In the past, I’ve knocked the Presidential Palaces built by the universities because they’re such obvious symbols for how the cream rises to feed those at the top of the so-called non-profits. Shirley Ann Jackson’s new 20,000 square foot mansion up at Rensselaer Polytechnic Institute should be embarrassing when students are telling the New York Times that anyone is lucky to have a job.

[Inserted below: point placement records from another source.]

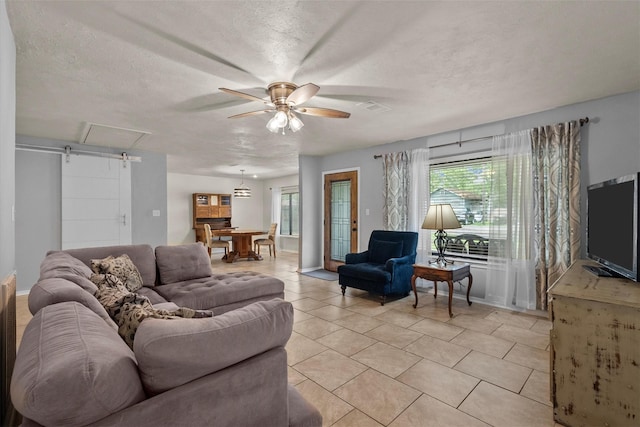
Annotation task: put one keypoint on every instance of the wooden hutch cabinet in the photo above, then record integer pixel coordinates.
(214, 209)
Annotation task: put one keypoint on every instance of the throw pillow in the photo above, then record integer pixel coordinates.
(129, 309)
(122, 267)
(380, 251)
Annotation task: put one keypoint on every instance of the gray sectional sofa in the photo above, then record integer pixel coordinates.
(73, 369)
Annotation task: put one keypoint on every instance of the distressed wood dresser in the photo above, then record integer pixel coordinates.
(595, 349)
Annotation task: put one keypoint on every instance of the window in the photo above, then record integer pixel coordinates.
(466, 186)
(289, 212)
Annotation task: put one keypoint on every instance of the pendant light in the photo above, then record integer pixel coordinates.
(242, 192)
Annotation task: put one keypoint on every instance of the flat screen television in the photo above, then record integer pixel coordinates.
(612, 225)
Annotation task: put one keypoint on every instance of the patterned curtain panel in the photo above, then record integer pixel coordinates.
(556, 178)
(396, 191)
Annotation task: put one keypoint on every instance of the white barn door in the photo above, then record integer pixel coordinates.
(96, 202)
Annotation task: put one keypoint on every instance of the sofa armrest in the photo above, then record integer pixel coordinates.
(356, 258)
(394, 263)
(172, 352)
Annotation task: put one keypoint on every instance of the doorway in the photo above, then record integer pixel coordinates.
(96, 202)
(340, 217)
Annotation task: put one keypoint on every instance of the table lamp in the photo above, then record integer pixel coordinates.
(438, 218)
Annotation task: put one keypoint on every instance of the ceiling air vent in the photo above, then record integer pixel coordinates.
(111, 136)
(373, 106)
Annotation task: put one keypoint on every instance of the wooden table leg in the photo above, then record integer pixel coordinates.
(413, 286)
(450, 282)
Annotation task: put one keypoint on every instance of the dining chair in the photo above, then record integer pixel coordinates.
(214, 243)
(269, 241)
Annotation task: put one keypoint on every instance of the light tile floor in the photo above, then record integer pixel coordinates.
(363, 364)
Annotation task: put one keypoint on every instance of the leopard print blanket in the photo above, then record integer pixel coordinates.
(129, 309)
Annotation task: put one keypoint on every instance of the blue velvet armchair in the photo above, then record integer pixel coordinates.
(385, 268)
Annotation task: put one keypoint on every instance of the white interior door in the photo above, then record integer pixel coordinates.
(96, 202)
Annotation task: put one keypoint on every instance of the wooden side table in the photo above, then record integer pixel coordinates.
(442, 273)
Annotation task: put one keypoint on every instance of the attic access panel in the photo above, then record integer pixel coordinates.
(111, 136)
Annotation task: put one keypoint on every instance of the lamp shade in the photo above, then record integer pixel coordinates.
(440, 217)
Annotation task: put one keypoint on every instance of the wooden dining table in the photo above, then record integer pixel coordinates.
(242, 243)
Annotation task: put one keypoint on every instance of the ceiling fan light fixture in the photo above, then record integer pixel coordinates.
(281, 119)
(295, 124)
(272, 125)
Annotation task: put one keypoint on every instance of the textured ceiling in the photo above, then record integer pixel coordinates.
(435, 66)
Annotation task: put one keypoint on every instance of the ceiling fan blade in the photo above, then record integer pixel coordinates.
(243, 95)
(323, 112)
(302, 94)
(250, 113)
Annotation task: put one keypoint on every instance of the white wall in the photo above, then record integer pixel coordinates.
(245, 213)
(7, 144)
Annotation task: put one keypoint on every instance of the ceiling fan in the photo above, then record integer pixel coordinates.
(285, 100)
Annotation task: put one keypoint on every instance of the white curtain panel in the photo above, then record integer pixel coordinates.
(511, 261)
(396, 190)
(419, 200)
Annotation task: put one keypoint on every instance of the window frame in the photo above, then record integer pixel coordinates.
(288, 193)
(451, 159)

Now the news reaches us from Greg Mankiw, a smart economist who seems to be acting as a traitor to his fellow tenured chums, by letting the world onto a sleezy way that the universities exploit the rent control laws in places like Manhattan. Ordinarily the tenured professors are supposed to pay taxes on the free apartments they receive from the universities, but no one really knows what the fair price of the apartment may be when it never goes on the market. The universities, he said, buy up rent controlled places at depressed prices and then use the old, rent-controlled values as the benchmark for taxes.
This is pretty ironic given that many of the tenured radicals I’ve met are routinely complaining about how the rich people aren’t paying enough in taxes. But again, they haven’t adjusted to the new reality. Their mind is stuck in the past when universities and their professors were relatively poor. Now they’re among the highest paid in the land and they’re gaming the tax system.
The only nice thing I can imagine saying is that it’s good that the presidents aren’t the only ones getting the fat benefits.